I'm working with spectral elements with numerical and symbolic tools, so I mostly need scipy, and the symbolic component of Sage.

But I think it is not a good Idea, that everyone just forks his own, version, because then everyone does something else and community breaks appart.

But the main issue here is, that Sage is very large, so one cannot just install something new, without risking to disable many features.

I personally think there are 2 possiblities to solve this:
1) make an easier package managing system. Perhaps even considering to make a very small debian/ubuntu distro, that only contains relevant packages for sage, and run it in a virtualbox or something like that.

2) Make it possible to individualize sage, i.e. I i don't need some of the components, I just can disable them during my work.

Let's say we need package X but we don't need Package Y and the functionalities it provides, it should be possible to deinstall Package Y, and deactivate the functionalities.
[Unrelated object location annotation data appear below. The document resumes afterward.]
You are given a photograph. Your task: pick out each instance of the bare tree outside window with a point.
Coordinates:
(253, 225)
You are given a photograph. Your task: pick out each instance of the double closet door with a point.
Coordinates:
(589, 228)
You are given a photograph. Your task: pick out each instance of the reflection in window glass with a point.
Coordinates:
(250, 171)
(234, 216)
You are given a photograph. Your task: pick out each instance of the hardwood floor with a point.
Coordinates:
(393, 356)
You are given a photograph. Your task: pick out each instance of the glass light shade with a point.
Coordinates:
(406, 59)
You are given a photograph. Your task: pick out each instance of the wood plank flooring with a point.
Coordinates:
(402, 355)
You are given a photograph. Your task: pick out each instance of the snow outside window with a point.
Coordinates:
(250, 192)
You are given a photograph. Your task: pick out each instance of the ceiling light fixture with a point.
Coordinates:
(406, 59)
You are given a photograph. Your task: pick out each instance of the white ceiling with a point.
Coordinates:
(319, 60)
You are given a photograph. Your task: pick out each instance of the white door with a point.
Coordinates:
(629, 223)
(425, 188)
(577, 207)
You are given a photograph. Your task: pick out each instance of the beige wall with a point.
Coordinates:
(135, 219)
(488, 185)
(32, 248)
I don't know if these are the best solutions, but I'm quite sure, that it should be a discussion about the problem that Sage grows larger and larger, and that it's getting more and more hard to maintain.

Just my 2 cents.

Maarten Derickx said...

A solution to solve your problem with the difference in effort needed to make software for your own research and to make it into a stable sage release might also be to mimic the aproach that debian takes in it's release cycles. They are always maintaining three different versions, stable, testing and unstable. The ``fork'' you suggest could play a similar role as unstable in the debian release cycle: http://www.debian.org/releases/.

An argument for this model is that it has proved to work for several years at another large scale open source project.

An advantage (and maybe disadvantage) of this model is that there will be more pressure/motivation to get the research code into stable at a certain moment then in the "fork" model.

Maarten Derickx said...
This comment has been removed by a blog administrator.
Mike Hansen said...

Another possibility is to maintain a somewhat public patch queues like is done with http://combinat.sagemath.org/patches/ which has worked fairly well for developing unstable code while still making it available to others and making it easy to contribute patches back to main Sage.

Tim said...

For a good mind map program for OS X, I recommend MindNode. There's a free version which would probably be fine for mind maps like this. I'm using MindNode Pro and MindNode Touch for my work.